Filmmaking-Focus.com celebrates the joy of filmmaking. Each week we tell the story of a different filmmaker.
Donald L. Vasicek: Filmmaking is a Constant Learning Process
Monday, January 8th, 2007
Before he found his niche in filmmaking, Donald L. Vasicek held a slew of jobs that varied greatly including liquor store clerk, mortuary attendant, paralegal, brewery worker, milk man and limo driver among others. Apparently something just wasn’t clicking for Vasicek career-wise and it wasn’t until a client asked him to work on a documentary project that he found his true calling.
Vasicek was working as a writing consultant and screenwriter at the time when a nuclear physicist, who was also a lesbian, asked him to help her create a documentary film about who gays and lesbians really are. The film, Faces, took one year and $72,000 to complete and by the end of it, Vasicek was smitten with the industry. Today, this Colorado resident has 16 years experience and is making great strides.
His list of films that he has had the opportunity to work on and direct is quite impressive and includes multi-million dollar features like Warriors of Virtue and Born to Win. He also has worked on quite a few documentaries including an eight phase multi-million dollar project called Sand Creek Massacre that is based on the slaughter of more than 450 Cheyenne and Arapaho people that occurred in 1864 in his home state. Vasicek has also worked as an extra/actor in well-known films such as Die Hard 2 and Mystery of Flight 1501 among others.

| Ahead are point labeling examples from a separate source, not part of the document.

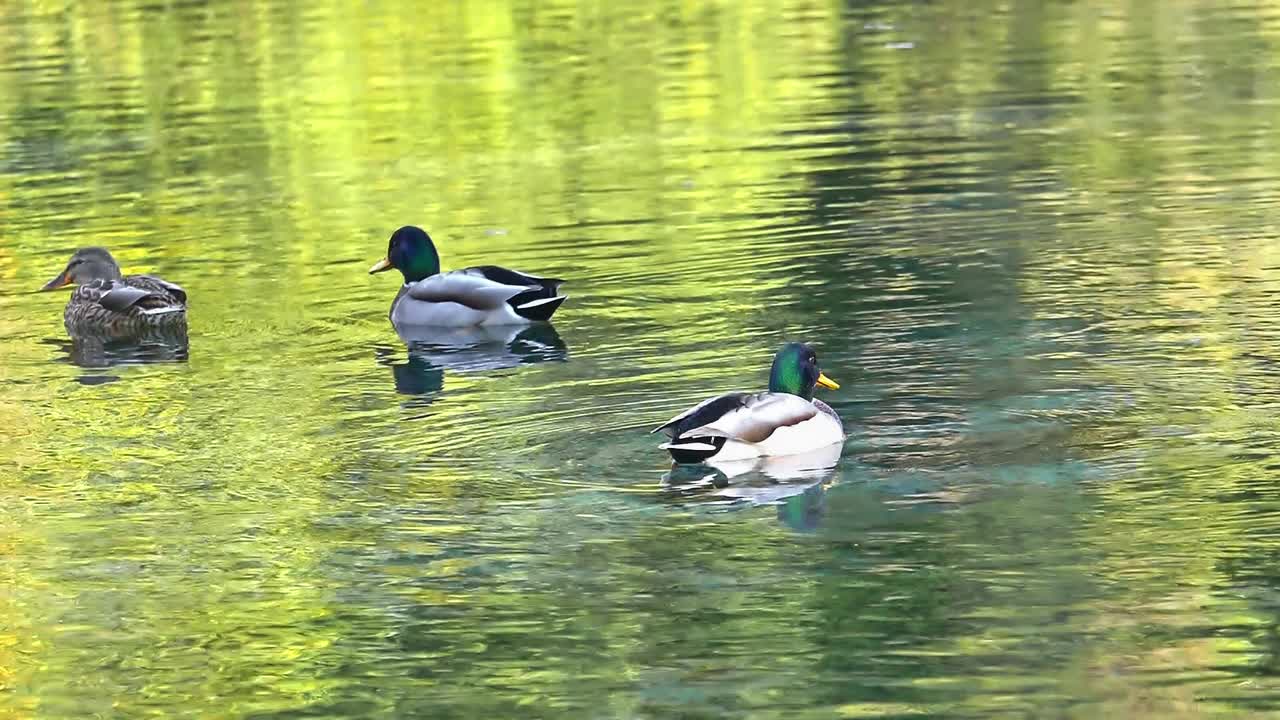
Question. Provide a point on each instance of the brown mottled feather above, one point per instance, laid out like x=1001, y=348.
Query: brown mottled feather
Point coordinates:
x=138, y=302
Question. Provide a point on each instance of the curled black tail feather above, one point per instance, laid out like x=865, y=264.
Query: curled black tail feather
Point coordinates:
x=693, y=450
x=540, y=310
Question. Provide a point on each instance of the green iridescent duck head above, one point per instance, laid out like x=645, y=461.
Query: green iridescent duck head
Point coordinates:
x=795, y=370
x=412, y=253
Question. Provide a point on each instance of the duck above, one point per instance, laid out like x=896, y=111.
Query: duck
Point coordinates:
x=108, y=302
x=485, y=295
x=782, y=420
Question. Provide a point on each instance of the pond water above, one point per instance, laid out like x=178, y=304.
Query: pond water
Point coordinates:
x=1036, y=242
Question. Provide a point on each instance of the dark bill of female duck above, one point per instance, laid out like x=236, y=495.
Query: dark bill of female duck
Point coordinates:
x=106, y=301
x=784, y=420
x=484, y=295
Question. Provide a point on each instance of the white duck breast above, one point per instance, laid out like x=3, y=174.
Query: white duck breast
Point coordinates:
x=740, y=425
x=476, y=296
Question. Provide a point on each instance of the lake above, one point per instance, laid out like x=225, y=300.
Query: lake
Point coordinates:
x=1034, y=242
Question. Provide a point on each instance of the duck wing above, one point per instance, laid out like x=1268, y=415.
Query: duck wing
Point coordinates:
x=741, y=417
x=464, y=287
x=489, y=287
x=145, y=294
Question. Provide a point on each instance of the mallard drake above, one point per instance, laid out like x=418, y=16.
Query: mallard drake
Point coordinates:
x=105, y=301
x=485, y=295
x=785, y=420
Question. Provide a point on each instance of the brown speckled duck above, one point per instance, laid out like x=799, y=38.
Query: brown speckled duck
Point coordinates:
x=105, y=301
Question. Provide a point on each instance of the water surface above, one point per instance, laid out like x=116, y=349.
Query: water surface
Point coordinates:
x=1033, y=241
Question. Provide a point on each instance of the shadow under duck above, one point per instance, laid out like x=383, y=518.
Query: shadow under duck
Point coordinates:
x=485, y=295
x=108, y=302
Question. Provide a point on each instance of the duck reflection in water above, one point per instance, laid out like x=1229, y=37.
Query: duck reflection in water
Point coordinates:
x=97, y=350
x=795, y=483
x=433, y=350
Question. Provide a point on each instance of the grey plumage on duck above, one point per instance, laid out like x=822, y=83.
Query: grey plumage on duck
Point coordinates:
x=485, y=295
x=106, y=301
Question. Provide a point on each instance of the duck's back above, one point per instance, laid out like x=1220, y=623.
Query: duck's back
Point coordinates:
x=126, y=304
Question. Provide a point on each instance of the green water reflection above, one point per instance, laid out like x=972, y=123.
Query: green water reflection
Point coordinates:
x=1034, y=241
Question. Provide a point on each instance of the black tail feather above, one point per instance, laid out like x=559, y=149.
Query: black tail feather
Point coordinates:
x=684, y=455
x=543, y=310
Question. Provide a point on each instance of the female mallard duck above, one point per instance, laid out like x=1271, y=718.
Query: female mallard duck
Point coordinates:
x=113, y=304
x=474, y=296
x=785, y=420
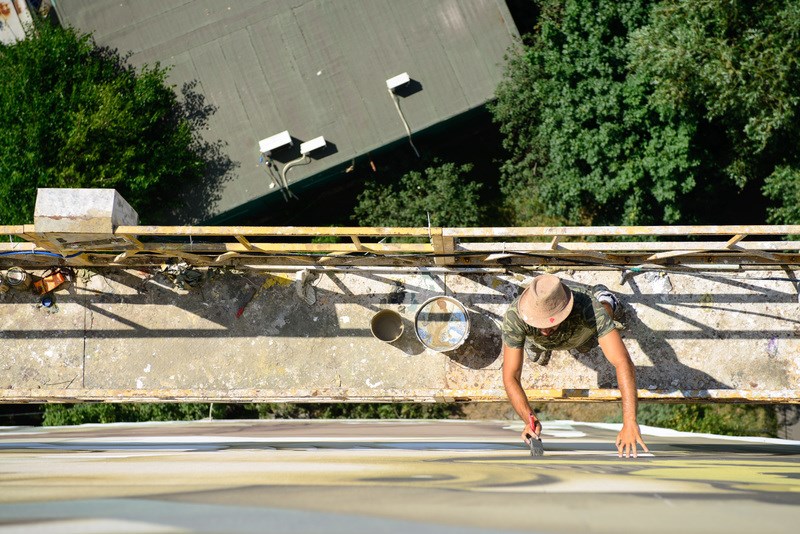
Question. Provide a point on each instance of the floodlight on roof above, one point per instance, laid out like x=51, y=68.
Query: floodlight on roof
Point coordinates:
x=393, y=83
x=313, y=144
x=274, y=142
x=396, y=81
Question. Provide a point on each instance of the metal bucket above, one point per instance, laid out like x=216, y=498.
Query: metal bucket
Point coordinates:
x=442, y=324
x=18, y=279
x=387, y=325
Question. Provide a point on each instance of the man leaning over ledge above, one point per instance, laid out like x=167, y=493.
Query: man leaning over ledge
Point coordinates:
x=551, y=315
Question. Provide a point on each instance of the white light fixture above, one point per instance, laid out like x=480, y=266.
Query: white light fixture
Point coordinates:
x=311, y=145
x=274, y=142
x=397, y=81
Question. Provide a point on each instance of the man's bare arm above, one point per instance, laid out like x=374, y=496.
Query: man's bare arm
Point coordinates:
x=616, y=353
x=512, y=375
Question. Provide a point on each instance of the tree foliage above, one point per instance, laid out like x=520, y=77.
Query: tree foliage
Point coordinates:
x=442, y=190
x=732, y=67
x=77, y=414
x=645, y=112
x=724, y=419
x=73, y=114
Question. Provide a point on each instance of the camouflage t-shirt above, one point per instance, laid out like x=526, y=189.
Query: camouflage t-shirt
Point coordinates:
x=588, y=319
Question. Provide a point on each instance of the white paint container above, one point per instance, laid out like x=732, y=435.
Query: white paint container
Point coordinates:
x=442, y=323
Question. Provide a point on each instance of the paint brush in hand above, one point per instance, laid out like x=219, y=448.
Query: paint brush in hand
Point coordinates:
x=535, y=441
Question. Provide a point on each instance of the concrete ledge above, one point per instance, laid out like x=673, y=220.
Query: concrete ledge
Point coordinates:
x=132, y=336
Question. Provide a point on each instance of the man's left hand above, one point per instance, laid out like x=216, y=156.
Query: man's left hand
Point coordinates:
x=627, y=439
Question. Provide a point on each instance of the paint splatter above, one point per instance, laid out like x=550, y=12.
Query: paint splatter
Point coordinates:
x=772, y=347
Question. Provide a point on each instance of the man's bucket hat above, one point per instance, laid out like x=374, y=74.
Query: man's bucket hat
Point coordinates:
x=545, y=302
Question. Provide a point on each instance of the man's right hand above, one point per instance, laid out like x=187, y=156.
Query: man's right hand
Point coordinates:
x=535, y=431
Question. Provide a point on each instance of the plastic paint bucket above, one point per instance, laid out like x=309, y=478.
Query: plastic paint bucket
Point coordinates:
x=387, y=325
x=18, y=279
x=442, y=323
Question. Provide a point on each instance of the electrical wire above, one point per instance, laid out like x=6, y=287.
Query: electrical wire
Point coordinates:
x=303, y=160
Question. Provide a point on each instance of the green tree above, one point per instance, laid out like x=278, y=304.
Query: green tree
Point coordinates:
x=733, y=66
x=73, y=114
x=644, y=112
x=443, y=191
x=724, y=419
x=585, y=146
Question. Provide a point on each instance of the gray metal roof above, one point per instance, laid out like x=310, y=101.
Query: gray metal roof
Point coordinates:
x=312, y=67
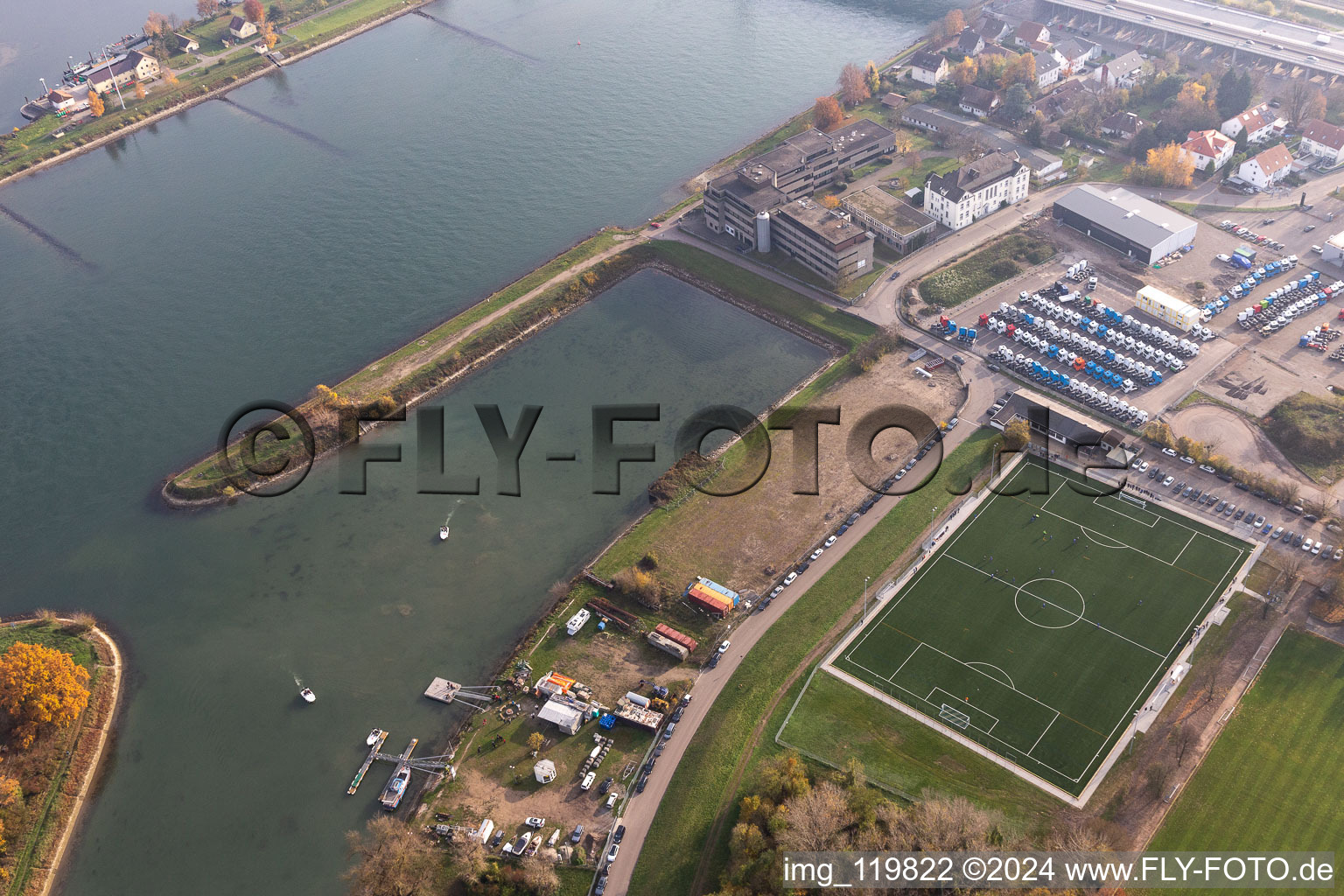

Even with tons of experience, Vasicek says that he still feels like a novice at the beginning of each project. “The technology, the story, and the characters, the crew, the human beings involved in the making of a film, are new each time a project is launched,” explained Vasicek. “So, I have considerable learning and growing to do as I am shooting the film. The longer the shoot goes, the more I feel like I know something about filmmaking, and the more confidence I get.”
Vasicek prides himself on using a lot of movement in his films. “The more boring the theme is to be, the more dynamic I make it through movement. Movement helps develop characters and the story. Without it, the characters and story are dependent upon dialogue. If I want my films to be dependent on dialogue, then I probably should write, direct, and produce stage plays instead of film. It has to be that way for me.”
While Vasicek boasts of being a strong storyteller and writer, he admits that he could use some improvement in the technical aspects of filmmaking and that he has even been the victim of gossip on some of his sets because of his shortcomings.
“I’m more of a creative type,” said Vasicek. “I can visualize the characters, the story, and the scenes and how they should be shot complete with lighting and sound. I simply need technical help in getting that on film. The reality of this is that it is also my job to be as technically adept as possible. So, it’s a constant learning process, sometimes embarrassing when I show how technically inept I am to the crew or a crew person. This distracts me and it is very frustrating and annoying.”